Keesokan harinya, suasanya sama seperti biasa, dimana Agam, Maharani dan juga Ramayani menikmati sarapan bersama, namun tiba-tiba saja Ramayani berkata yang membuat Maharani lemas seketika.

“Menikahlah dengan Arini.” Pinta Ramayani, di sela mereka sarapan pagi.

Seketika sendok yang di pegang oleh Maharani langsung terjatuh. Entah kenapa mendengar ucapan sang mertua, membuat Maharani seperti kehilangan kekuatan.

Bagai di sambar petir di pagi hari. Ya, itu adalah kalimat yang tepat. Kenapa ibu mertuanya langsung berfikir untuk kembali menikahkan putranya. Padahal jelas, jika hubungan rumah tangganya dengan Agam baik-baik saja. Ada apa ini? Apakah hanya karena Maharani belum hamil, sehingga sang ibu mertua dengan gampangnya mengatakan untuk kembali menikahkan anaknya.

Apakah Ramayani tidak memiliki hati?

“Ibu.” Bentak Agam. Yang tidak suka dengan apa yang ibunya katakan.

“Agam. Dengarkan ibu.” Bentak sang ibu.

“Kau butuh keturunan, dan ibu butuh cucu. Jika kau terus seperti ini, bagaimana bisa ibu memiliki cucu. Sedangkan Maharani mandul.” Ucapnya sambil menatap sinis pada Maharani. Kata mandul, di tekan dengan sangat keras, seakan ingin membuat Maharani sadar.
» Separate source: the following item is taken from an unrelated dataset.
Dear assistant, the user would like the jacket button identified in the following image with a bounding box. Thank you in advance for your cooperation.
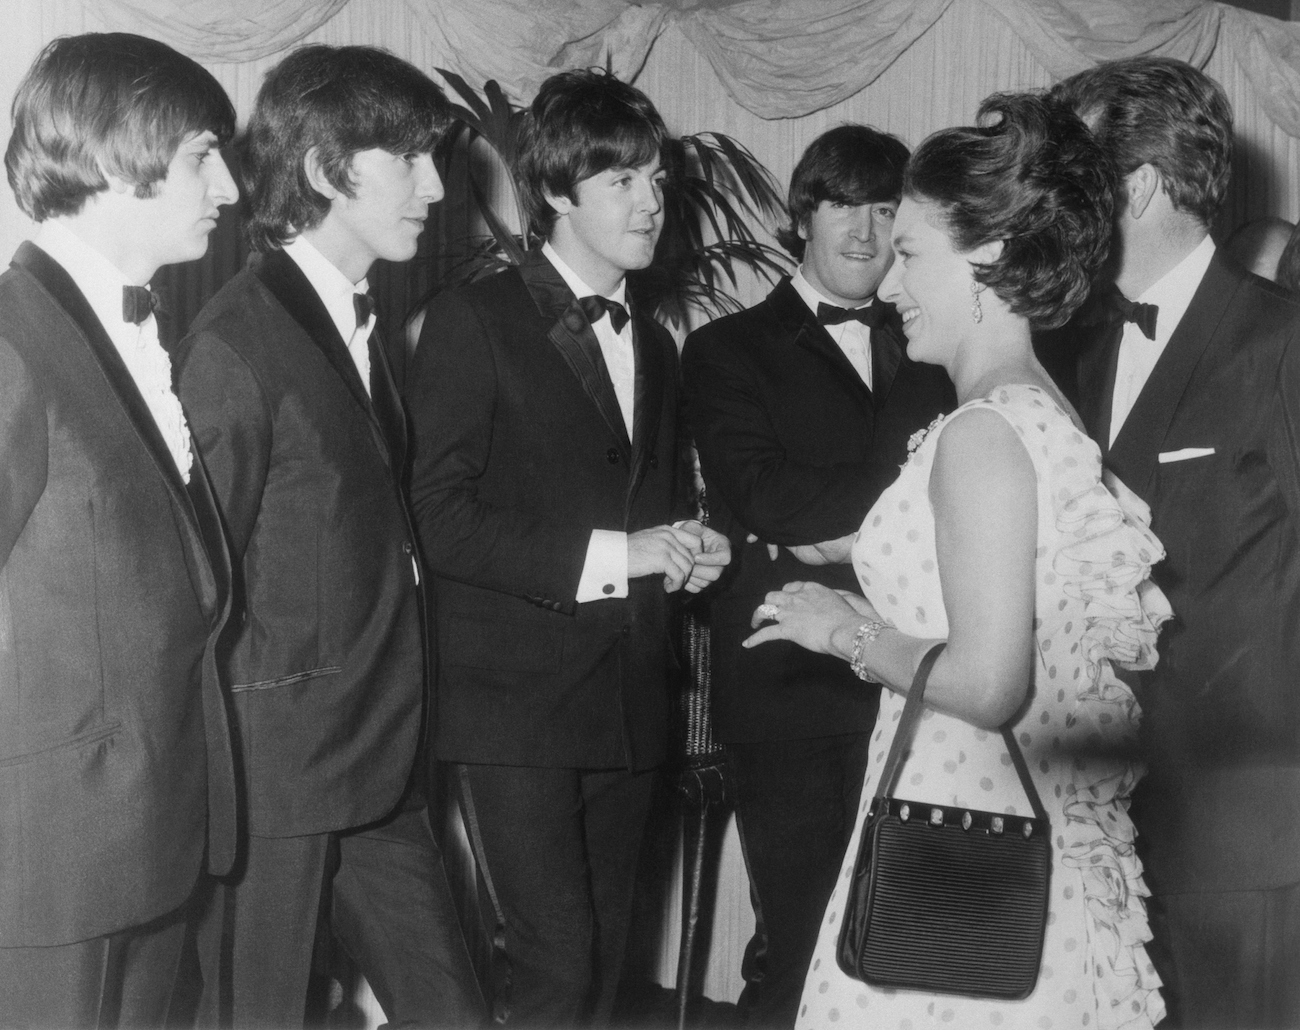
[648,453,659,469]
[402,541,414,555]
[607,448,619,464]
[621,625,631,638]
“Ibu. Maharani sehat, dan aku pun sehat. Jadi jangan bahas hal itu lagi.” Kata Agam dengan nada yang mulai meninggi.

Agam pusing, emosinya sudah mulai terpancing. Setiap hari, bahkan hampir setiap bertemu sang ibu di dalam rumah,, ibunya selalu berkata ‘menikahlah dengan Arini.’

Sungguh Agam tidak tahu dengan jalan pikiran ibunya. Benarkah ibunya seorang wanita? Tidak kah ibunya merasa iba kepada Maharani. Mereka sama-sama wanita.

“Bagaimana bisa sehat? Sedangkan pernikahan kalian sudah lebih dari lima tahun. Tapi apa ini? Sampai sekarang kalian belum memiliki anak. Dan itu karena Maharani mandul.”

“Ibu.” Teriak Agam tidak terima. Namun Maharani menggenggam tangan suaminya dengan lembut, agar tidak melawan pada Ramayani.

“Sayang.” Lirih Maharani,

“Jangan dengarkan perkataan ibu.” Ucap Agam sambil berdiri dan menarik tangan Maharani agar bisa menjauh dari sang ibu.

“Menikahlah dengan Arini, ibu yakin, Arini dapat memberikan mu seorang anak.” Teriak Ramayani saat Agam sudah berjalan sambil menarik tangan Maharani.

Lagi dan lagi. Selalu saja cucu yang menjadi perdebatan, dan selalu saja masalah pernikahan yang selalu di bahas oleh Ramayani ketika mereka bersama.

“Sayang, maafkan ibu. Dan jangan dengarkan perkataan ibu.” Ucap Agam mengusap pucuk kepala Maharani, lalu membawa tubuh Maharani ke dalam pelukannya.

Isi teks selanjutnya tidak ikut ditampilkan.